Ultimately, the computer is conceptually looking at groups of bits, so it’s rarely ever looking at “10101010”, its looking at 101, 242, or 4, etc. What those numbers mean, depends on their context in the given ‘sentence’ they are part of.
All numbers stored in most computers are technically stored in a binary form. At a hardware level everything is represented as a series of high and low voltage signals. High voltage signals are ones/true values, low voltage signals are zeros/false values. These are the bits (short for binary digits) mentioned when talking about 32 bit or 64 bit machines. The number (32,64) in this case refers to how many bits can be addressed out of memory at a time.

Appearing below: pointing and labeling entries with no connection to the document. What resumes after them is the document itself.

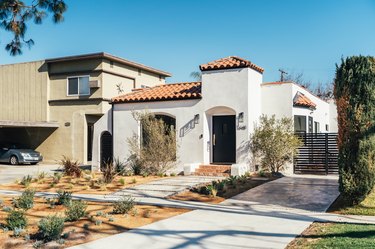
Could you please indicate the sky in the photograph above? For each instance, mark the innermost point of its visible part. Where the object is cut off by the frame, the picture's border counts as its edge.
(299, 36)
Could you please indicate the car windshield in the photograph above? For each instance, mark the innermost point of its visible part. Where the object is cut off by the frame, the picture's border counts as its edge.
(13, 146)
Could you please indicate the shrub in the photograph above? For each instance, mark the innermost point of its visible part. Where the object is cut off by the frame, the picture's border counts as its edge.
(26, 180)
(109, 172)
(158, 150)
(354, 91)
(42, 175)
(25, 201)
(212, 189)
(16, 219)
(57, 177)
(76, 210)
(274, 142)
(123, 205)
(70, 167)
(122, 181)
(51, 227)
(64, 197)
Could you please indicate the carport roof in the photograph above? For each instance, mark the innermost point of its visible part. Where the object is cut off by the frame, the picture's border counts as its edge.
(18, 124)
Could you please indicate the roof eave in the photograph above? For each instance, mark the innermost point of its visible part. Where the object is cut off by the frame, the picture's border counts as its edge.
(152, 100)
(103, 55)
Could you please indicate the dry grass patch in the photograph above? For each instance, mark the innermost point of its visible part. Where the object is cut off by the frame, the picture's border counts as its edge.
(87, 184)
(99, 223)
(218, 191)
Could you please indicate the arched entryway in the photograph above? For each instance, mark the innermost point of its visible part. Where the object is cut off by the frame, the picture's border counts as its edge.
(222, 129)
(106, 150)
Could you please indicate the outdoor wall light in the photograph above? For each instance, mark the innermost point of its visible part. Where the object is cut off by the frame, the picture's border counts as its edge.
(240, 117)
(196, 119)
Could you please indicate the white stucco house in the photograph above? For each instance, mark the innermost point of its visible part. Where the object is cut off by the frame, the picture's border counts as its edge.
(214, 118)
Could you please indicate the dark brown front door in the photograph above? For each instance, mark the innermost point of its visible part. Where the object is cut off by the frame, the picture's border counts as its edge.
(224, 139)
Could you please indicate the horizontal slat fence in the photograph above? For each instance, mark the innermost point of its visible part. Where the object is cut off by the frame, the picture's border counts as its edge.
(318, 155)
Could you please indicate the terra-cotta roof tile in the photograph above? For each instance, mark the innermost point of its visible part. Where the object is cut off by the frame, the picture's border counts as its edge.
(229, 62)
(302, 100)
(177, 91)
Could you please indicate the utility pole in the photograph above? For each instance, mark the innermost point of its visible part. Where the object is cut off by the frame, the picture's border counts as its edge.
(282, 73)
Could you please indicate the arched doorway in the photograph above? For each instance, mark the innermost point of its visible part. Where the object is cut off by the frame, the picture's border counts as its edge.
(106, 151)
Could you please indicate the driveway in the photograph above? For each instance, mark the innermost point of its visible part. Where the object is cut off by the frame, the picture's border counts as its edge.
(9, 173)
(268, 216)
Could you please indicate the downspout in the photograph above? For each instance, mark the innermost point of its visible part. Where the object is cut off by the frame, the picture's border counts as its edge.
(112, 128)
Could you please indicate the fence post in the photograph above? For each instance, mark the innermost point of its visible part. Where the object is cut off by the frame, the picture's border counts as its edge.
(326, 153)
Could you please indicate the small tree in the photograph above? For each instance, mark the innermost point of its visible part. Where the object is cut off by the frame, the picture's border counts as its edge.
(354, 92)
(274, 142)
(156, 149)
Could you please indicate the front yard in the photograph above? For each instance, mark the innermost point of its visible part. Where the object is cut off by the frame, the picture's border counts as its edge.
(335, 235)
(340, 235)
(366, 207)
(99, 221)
(219, 190)
(89, 183)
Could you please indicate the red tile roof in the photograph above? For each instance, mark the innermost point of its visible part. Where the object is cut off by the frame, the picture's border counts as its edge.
(230, 62)
(177, 91)
(301, 100)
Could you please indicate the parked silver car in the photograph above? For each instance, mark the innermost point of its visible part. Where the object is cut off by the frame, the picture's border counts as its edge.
(16, 154)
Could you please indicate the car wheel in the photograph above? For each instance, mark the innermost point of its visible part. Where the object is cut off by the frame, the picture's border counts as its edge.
(13, 160)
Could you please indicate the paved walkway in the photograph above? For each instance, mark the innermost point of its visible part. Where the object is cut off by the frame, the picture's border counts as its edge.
(268, 216)
(165, 187)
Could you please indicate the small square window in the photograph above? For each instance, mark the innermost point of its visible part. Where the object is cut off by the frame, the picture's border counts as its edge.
(78, 86)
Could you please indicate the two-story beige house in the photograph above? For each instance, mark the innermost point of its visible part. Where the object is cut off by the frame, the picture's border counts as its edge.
(51, 105)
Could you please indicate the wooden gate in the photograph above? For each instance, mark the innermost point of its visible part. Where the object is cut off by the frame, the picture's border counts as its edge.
(318, 155)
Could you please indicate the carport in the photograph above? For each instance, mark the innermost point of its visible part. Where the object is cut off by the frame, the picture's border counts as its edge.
(30, 134)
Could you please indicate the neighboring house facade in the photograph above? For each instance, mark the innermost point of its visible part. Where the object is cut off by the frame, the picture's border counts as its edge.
(52, 105)
(213, 118)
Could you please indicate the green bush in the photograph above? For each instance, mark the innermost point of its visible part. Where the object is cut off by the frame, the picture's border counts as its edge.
(76, 210)
(26, 180)
(16, 219)
(70, 167)
(274, 142)
(354, 93)
(51, 227)
(123, 205)
(64, 197)
(25, 201)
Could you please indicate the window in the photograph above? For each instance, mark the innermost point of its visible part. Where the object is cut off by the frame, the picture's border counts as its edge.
(78, 86)
(311, 122)
(299, 123)
(316, 127)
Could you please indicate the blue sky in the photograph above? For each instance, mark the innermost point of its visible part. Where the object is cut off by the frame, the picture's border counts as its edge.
(306, 37)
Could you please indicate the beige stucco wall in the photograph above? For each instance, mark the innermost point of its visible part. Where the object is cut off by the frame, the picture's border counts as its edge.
(24, 92)
(70, 139)
(141, 77)
(34, 92)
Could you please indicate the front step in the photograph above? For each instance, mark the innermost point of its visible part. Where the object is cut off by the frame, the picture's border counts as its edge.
(213, 170)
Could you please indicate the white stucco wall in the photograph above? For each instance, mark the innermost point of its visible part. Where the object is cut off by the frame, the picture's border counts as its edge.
(189, 137)
(230, 92)
(100, 126)
(277, 100)
(320, 113)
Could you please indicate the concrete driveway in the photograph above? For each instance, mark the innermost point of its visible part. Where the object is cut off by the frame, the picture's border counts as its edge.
(268, 216)
(9, 173)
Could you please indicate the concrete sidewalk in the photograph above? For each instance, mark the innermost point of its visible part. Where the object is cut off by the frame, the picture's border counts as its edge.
(268, 216)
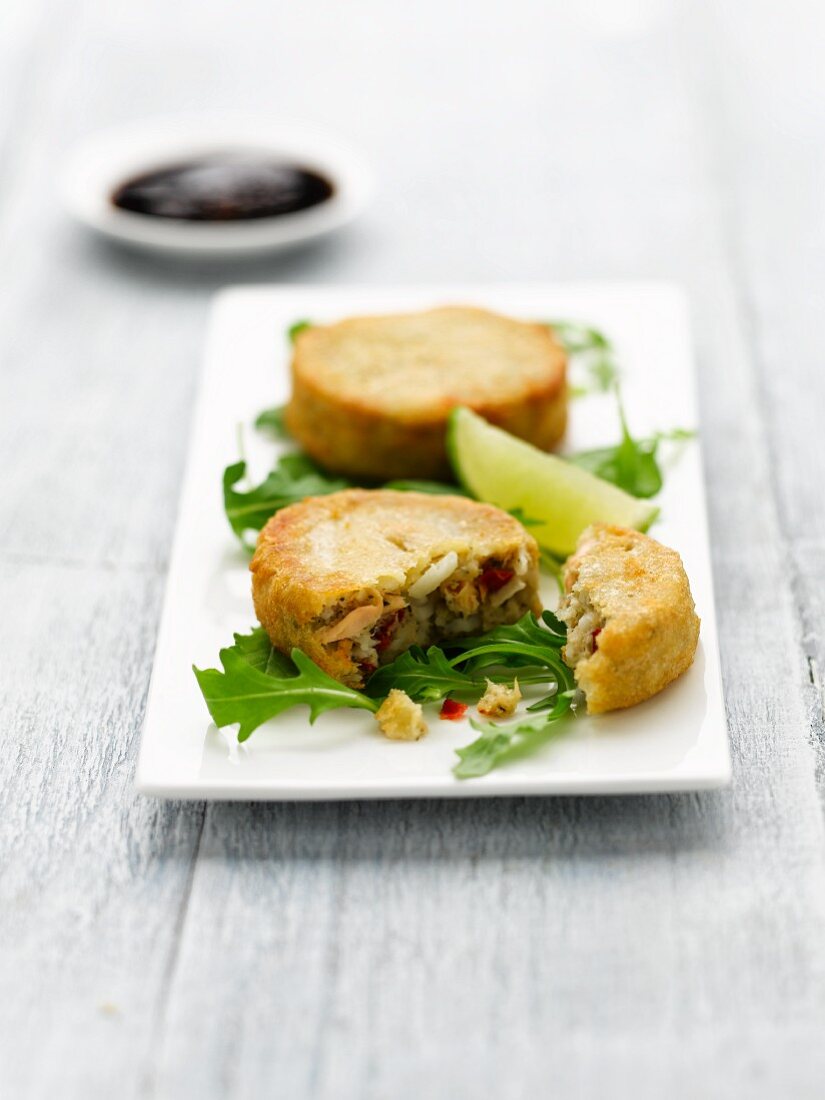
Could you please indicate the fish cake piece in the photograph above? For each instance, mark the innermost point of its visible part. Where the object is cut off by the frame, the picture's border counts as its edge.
(355, 578)
(631, 624)
(372, 395)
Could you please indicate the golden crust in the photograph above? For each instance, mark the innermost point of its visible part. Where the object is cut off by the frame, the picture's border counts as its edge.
(650, 633)
(359, 548)
(371, 395)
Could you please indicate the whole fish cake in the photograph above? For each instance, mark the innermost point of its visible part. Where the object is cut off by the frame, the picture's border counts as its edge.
(631, 624)
(372, 395)
(356, 578)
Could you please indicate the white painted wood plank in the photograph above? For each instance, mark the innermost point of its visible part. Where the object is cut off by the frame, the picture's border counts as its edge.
(629, 946)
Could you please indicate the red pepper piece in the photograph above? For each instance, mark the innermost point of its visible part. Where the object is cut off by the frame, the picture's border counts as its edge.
(383, 638)
(452, 711)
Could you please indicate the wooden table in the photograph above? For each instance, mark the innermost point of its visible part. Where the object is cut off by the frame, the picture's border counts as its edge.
(570, 947)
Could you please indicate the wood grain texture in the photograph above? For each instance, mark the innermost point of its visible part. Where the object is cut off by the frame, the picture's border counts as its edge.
(576, 947)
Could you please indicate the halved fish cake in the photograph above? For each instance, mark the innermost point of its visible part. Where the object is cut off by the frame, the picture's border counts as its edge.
(355, 578)
(371, 395)
(631, 624)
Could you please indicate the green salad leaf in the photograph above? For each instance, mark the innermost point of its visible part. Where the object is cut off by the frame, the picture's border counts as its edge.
(256, 682)
(294, 477)
(501, 743)
(297, 327)
(528, 648)
(248, 694)
(633, 464)
(437, 488)
(591, 350)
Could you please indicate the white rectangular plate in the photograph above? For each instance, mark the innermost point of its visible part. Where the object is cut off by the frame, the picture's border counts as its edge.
(675, 741)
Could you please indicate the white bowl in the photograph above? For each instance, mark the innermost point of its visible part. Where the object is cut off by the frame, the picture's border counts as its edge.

So in most modern computers the machine code is just normal values stored in memory, but all of memory is made of bits.
Almost all “computers” these days use binary logic. However, the meaning of “computer” post-WW II has come to mean a computing device with persistent storage and stored programs, rather than just a simple computing engine like a calculator.
A few examples of the exceptions are:
- There might be a few odd-ball trinary (or more) logic systems in labs.
- There are a few analog computing systems are in use.
- An example of a future high performance computing system not using binary logic might be the D-Wave quantum annealing systems.
Machine language is not an universal language but rather a strictly CPU-related language – the language the CPU understands.
You can design a CPU that has 42 states instead of 2 states for the smallest element of memory. The problem is that you cannot come with a good enough implementation for such a CPU. Actually, some of the first computers (including ENIAC) were decimal computers that implicitly used a decimal machine language.
The fact that it’s decimal or binary or other value depends on the number of states the smallest element of memory (a bit) can take; 2 was not chosen for CPU design purposes but rather limited by electronic implementation: a transistor operates much better and faster with only 2 levels of voltage instead of 10 (or any other natural number larger than 2).